Luke Bretherton, Senior Lecturer in Theology and Politics at King’s College London, offers a brief history of American populism and compares it to political developments in England. Here is a taste:
So what has all this to do with the Big Society? England had its own form of political populism. One of the foremost scholars of populism, Margaret Canovan sees G. K. Chesterton as a populist. Chesterton developed an account of political economy that was neither socialist nor capitalist and highly critical of both statism and what we now call neo-liberalism. In the contemporary context one could plausibly interpret Philip Blond’s ‘Red Tory’ and Maurice Glasman’s ‘Blue Labour’ visions as attempts to construct different versions of a distinctly English political populism. Within Conservatism the Big Society vision, with its emphasis on localism, democratization and civil society creates a space for both Blond’s political populism but also for the more Tea Party-like anti-political populism of the Tax Payers Alliance. On the left, Ed Miliband has appointed Glasman to the House of Lords to develop the Labour response to the Big Society, while his brother David is committed to developing the Movement for Change, which builds on community organizing, as a way to renew Labour as a social movement. While it is unlikely that anything like the Tea Party will develop in the UK, the irony is that populist themes could point the way for the electoral renewal of Labour: for Americanism insert Englishness; for producerism, insert labour; for small government, insert a critique of the dominance of privileged elites; and for the sense of a moral crusade insert the need to protect the common life, common land, common institutions and the customary practices of ordinary working people.
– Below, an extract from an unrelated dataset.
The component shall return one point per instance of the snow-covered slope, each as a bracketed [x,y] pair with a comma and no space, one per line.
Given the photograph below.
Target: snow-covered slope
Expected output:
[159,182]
Oh, I love these absurdities you find, John. Where you see “right” insert “left.” Where you see “liberty” and “federalism,” insert “socialism” and “statism.” Same thing, if you squint hard enough.
While it is unlikely that anything like the Tea Party will develop in the UK, the irony is that populist themes could point the way for the electoral renewal of Labour: for Americanism insert Englishness; for producerism, insert labour; for small government, insert a critique of the dominance of privileged elites; and for the sense of a moral crusade insert the need to protect the common life, common land, common institutions and the customary practices of ordinary working people.